In many ways culture has tried to put millennials in a box. Some have used a list of adjectives to describe millennials as a whole, and people assume it fits everyone that falls into that group. My online search turned up these words describing millennials: entitled, egotistical, and the “selfie generation” or the “me generation.” Sources say these are the kids who got trophies for walking onto a playing field and as adults, are now suing the higher learning institutions they graduated from because they cannot get a job. So when we look inside that “millennial box,” we see a pretty negative picture.
As a counselor, I have never been fond of labels. I don’t think anyone should be put in a box. But where you find a label, you usually find a grain of truth. For each of us, it is a call to action to see if we are wearing any of those labels. I really think that most millennials are just trying to figure life out, and Christian millennials are trying to see who God created them to be. Labels don’t work well for us as individuals, and they certainly have no place in marriage. We get a great example in the first part of the Bible when Adam and Eve bit into the fruit God told them not to eat. When God showed up, Adam decided it was all about him. Instead of taking responsibility, he pointed his finger at Eve and said, “It’s her fault.” It looks like the “me generation” began with Adam!

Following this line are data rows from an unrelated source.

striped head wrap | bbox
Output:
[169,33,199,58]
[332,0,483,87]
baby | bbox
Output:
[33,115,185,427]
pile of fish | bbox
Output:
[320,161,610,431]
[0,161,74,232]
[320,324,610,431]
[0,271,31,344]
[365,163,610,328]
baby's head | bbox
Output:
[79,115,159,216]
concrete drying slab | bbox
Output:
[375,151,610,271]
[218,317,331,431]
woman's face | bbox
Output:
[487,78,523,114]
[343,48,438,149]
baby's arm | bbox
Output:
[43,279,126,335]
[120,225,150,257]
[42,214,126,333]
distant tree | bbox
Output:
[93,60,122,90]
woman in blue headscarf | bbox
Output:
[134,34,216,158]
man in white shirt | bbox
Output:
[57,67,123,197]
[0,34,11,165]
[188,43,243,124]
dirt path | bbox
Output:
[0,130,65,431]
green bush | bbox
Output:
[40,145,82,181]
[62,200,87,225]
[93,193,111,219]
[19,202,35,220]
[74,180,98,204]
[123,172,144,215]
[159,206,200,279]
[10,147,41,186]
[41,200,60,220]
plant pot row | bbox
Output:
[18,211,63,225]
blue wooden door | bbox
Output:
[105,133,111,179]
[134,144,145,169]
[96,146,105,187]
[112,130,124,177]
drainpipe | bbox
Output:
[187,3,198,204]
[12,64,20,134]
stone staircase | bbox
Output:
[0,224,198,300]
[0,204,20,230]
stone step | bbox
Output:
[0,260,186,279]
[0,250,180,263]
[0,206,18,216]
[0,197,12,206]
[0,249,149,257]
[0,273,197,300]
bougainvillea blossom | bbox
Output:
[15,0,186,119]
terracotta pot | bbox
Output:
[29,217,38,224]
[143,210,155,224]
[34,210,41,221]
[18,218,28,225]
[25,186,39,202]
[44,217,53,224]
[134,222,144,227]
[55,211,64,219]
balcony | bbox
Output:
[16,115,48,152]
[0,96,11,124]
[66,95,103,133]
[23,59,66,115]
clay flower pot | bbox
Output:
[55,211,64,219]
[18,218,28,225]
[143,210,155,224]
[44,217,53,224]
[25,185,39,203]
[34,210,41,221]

So what does taking responsibility as a married millennial mean for you and your spouse? A great place to begin is to stop blaming each other. You are a team, and that means when one of you messes up, you right the ship together instead of pointing your fingers at each other. Then discuss some of those undesirable adjectives together. Be honest with each other. Do they fit? If so, taking responsibility for your thoughts and your actions will be a great step in removing those adjectives.
I see many Christian millennials seeking to affect social change through their jobs and volunteer work. I see great young leaders looking to God for guidance as they seek to make a difference. I see a different “box” for the millennial couples I know: I see them taking responsibility and seeking God’s plan for their life and marriage, and that is really the bottom line. God has a plan for both of you individually and as a couple, just like he has had for every person and every couple in every other generation. If you are weighed down by the labels in your box, being responsible may be as simple as changing “boxes.”